CSCMV Overview

As shown in the figure below, the CSCMV accelerator implemented on the Alveo U280 card consists of a group of CUs (compute units, the instances of Vitis Kernels) connected via AXI STREAMs. In this design, 16 (out ot 32) HBM channels are used to store a sparse matrix NNZ values and row indices. Each HBM channel drives a dedicated computation path involving xBarCol and cscRow to perform the SpMV operation for the portion of the sparse matrix data stored in this HBM channel. In total, 16 SpMV operations are performed simultaneously for different parts of the sparse matrix data. Thanks to the CSC format storage of the sparse matrix, the input dense vector has a high degree of reusability. This reuability addressed in the bufTransColVec and bufTransNnzCol CUs and the low device memory access overhead addressed in the loadCol CU provide sufficient data throughput to allow the 16 parallel computattion paths to run at 300MHz to achieve highest performance. The highlights of this architecture are:

  • Using AXI streams to connect a great number of CUs (37 CUs in this design) to allow massive parallelism being realized in the hardware
  • Leveraging different device memories to reduce the memory access overhead and meet the computattion paths’ data throughput requirements
  • Minimanizing the SLR (Super Logic Region) crossing logic to achieve higher clock rate
cscmv Diagram

Although the above hardware architecture offers high computation power, it alone doesn’t provide a guarantee for the high system level performance. To achieve that, the sparse matrix data has to be partitioned evenly across the HBM channels. The following paragraghs present the details of the matrix partitioning strategy implemented in the software, the device memory layouts that facilitate the parition metadata decoding, the functionality of the CUs and the steps for building and simulating the design with Vitis 2020.2.

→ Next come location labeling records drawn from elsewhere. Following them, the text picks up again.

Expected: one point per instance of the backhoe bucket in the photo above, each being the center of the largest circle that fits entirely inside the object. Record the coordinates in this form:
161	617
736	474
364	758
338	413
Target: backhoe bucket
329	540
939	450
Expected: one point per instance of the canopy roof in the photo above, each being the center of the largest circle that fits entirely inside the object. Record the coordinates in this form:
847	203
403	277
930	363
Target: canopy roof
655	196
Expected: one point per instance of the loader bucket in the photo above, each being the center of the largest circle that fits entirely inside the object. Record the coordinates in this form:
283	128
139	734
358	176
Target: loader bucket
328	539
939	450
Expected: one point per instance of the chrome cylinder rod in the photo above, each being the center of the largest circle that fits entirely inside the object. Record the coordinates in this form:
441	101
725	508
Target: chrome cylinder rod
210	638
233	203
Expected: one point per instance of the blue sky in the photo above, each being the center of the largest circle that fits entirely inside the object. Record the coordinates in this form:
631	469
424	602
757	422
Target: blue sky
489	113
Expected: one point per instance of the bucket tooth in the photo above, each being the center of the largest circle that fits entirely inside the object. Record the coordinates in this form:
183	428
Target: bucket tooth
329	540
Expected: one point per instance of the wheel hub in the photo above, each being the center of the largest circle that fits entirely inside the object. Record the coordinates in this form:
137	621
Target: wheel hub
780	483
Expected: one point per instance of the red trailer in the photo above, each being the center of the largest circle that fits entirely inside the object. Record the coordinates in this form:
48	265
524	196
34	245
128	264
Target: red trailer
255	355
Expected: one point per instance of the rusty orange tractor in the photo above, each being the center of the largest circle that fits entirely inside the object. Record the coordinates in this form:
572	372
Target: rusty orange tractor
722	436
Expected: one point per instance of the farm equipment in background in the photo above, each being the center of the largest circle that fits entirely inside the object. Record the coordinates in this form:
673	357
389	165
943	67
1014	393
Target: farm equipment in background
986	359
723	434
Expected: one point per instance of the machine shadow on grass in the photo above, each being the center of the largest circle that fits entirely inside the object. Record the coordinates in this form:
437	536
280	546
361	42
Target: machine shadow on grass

1. Matrix partitioning and device memory layout

As illustrated in the figure below, the matrix partitioning steps implemnted in the software are:

cscmv Diagram
  • Partition the entire matrix into blocks according to the on-chip row and column buffer sizes, shown as “on-chip row buffer size” and “on-chip col buffer size” in the figure. The “on-chip col buffer size” and the “on-chip row buffer size” can be defined at hardware compile time by macro SPARSE_maxColMemBlocks and SPARSE_maxRowBlocks. For the Alveo U280 card, the following fomula shows how to compute the number of rows and columns in each on-chip matrix block.
number of columns in each block = SPARSE_maxColMemBlocks * 16
number of rows in each block = SPARSE_maxRowBlocks * 4
  • Partition each block evenly into chunks along the column. The number of chuncks are decided at hardeware compile time by macro SPARSE_hbmChannels. In this design 16 HBM channels are used.
  • According to their HBM channel ID, these data chunks are aseembled into different host memory regions, which will be migrated to different HBM channels on the device during runtime. For example, as shown in the figure above, the red data chunks in each block will be assembled into one memory block and migrated to HBM channel 0 on the device.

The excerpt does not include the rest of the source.